Once you know who you are, it’s time to step outside of yourself to figure out what parts of yourself will be the most impactful to highlight. One of my favorite exercises is to ask, “What is a conversation worth having?” Or in other words, what is something that you are always “preaching?” What conversation is your industry ignoring?

Commitment

The promise that you make to your ideal clients is the actual what and how you do what you do. For you left-brain thinkers, these are the concrete parts of your business. Some aspects of your brand’s commitment includes:

  • Service/product: what are you selling to people?
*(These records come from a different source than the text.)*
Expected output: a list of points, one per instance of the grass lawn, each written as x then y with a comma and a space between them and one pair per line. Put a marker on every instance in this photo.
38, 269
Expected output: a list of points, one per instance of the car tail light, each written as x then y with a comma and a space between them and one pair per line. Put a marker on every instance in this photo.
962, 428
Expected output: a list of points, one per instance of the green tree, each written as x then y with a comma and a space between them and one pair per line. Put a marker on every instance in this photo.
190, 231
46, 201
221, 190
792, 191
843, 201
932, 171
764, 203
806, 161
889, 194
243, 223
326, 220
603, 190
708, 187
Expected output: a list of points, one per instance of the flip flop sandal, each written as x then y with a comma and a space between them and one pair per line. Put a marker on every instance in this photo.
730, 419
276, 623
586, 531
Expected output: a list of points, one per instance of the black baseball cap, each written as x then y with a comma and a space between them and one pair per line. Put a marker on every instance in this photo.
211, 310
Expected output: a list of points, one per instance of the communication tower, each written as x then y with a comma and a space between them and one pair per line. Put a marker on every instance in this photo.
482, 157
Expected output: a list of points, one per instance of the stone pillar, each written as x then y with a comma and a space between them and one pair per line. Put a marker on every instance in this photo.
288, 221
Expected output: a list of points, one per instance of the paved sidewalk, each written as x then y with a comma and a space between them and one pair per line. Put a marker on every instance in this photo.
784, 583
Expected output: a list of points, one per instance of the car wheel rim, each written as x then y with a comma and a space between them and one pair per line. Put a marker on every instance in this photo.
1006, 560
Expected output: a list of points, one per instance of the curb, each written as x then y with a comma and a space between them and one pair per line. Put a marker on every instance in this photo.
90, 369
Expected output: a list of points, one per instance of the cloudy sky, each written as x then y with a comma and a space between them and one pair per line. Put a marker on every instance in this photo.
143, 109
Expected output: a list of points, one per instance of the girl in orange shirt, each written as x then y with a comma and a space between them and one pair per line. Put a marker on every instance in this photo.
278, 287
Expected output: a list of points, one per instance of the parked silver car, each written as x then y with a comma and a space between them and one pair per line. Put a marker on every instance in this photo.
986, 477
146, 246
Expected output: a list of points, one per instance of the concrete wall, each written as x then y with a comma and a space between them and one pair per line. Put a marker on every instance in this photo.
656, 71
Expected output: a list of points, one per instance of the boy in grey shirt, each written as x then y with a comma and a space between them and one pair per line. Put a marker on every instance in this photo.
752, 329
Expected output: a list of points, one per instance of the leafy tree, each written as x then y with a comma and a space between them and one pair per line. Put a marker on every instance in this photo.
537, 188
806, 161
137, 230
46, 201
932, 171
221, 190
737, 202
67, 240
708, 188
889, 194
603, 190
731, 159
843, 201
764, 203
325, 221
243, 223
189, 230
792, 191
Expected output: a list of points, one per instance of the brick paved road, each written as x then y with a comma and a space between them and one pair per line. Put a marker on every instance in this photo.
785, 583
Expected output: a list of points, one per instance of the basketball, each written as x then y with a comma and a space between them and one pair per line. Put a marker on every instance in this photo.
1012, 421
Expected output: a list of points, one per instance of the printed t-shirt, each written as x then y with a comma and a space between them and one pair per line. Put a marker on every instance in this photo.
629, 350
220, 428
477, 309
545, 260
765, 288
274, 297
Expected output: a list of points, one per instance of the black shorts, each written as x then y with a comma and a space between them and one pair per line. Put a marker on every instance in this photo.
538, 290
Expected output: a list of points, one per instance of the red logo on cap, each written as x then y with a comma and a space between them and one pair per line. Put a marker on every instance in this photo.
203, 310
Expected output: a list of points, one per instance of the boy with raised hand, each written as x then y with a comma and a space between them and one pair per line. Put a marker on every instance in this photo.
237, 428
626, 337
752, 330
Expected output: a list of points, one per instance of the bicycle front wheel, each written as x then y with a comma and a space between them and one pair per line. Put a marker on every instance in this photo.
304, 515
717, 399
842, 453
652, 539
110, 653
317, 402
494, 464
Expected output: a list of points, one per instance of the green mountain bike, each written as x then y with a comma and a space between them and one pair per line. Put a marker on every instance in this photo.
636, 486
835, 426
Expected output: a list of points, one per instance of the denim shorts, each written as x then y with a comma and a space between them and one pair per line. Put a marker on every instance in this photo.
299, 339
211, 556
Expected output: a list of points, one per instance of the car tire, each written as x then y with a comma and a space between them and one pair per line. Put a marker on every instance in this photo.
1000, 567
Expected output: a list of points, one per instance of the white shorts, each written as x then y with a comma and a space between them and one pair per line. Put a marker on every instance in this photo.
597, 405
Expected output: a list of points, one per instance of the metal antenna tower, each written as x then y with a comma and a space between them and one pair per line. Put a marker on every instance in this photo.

What pain point are you fixing for them? What results can they expect? Your product/service is your promise to your ideal client. What are you promising?
  • Packaging: in both a physical and conceptual sense. If you sell a service, how are you presenting the different options? Do you have a signature service or mix of services?
  • Price: What story does your price tell? Are you an aspirational leader? Or accessible to everyone? Also, does your price communicate the level of care and value that goes into the work that you do?
  • Onboarding: When a new client or customer buys from you, what are they expecting once the work starts? These expectations are necessary to meet & exceed, and if you aren’t aware of them, you are disappointing people.
  • Proof points: What “reasons to believe” can you give to people so that they feel secure buying from you? Do you have degrees, certifications, or other 3rd party accreditations? Have past clients raved about your work? Do you have a million people who read your blog? Tell us why we should trust you.

A key point here is to be different, not just “better.” Any time that you are competing for “-er’s” like cheaper, faster, better, it becomes a race to the bottom, and the differences between you and substitutes are negligible to your ideal client. You are infinitely more knowledgeable about your product or service than your client, so you need to make the difference between you and substitute options apparent and desirable.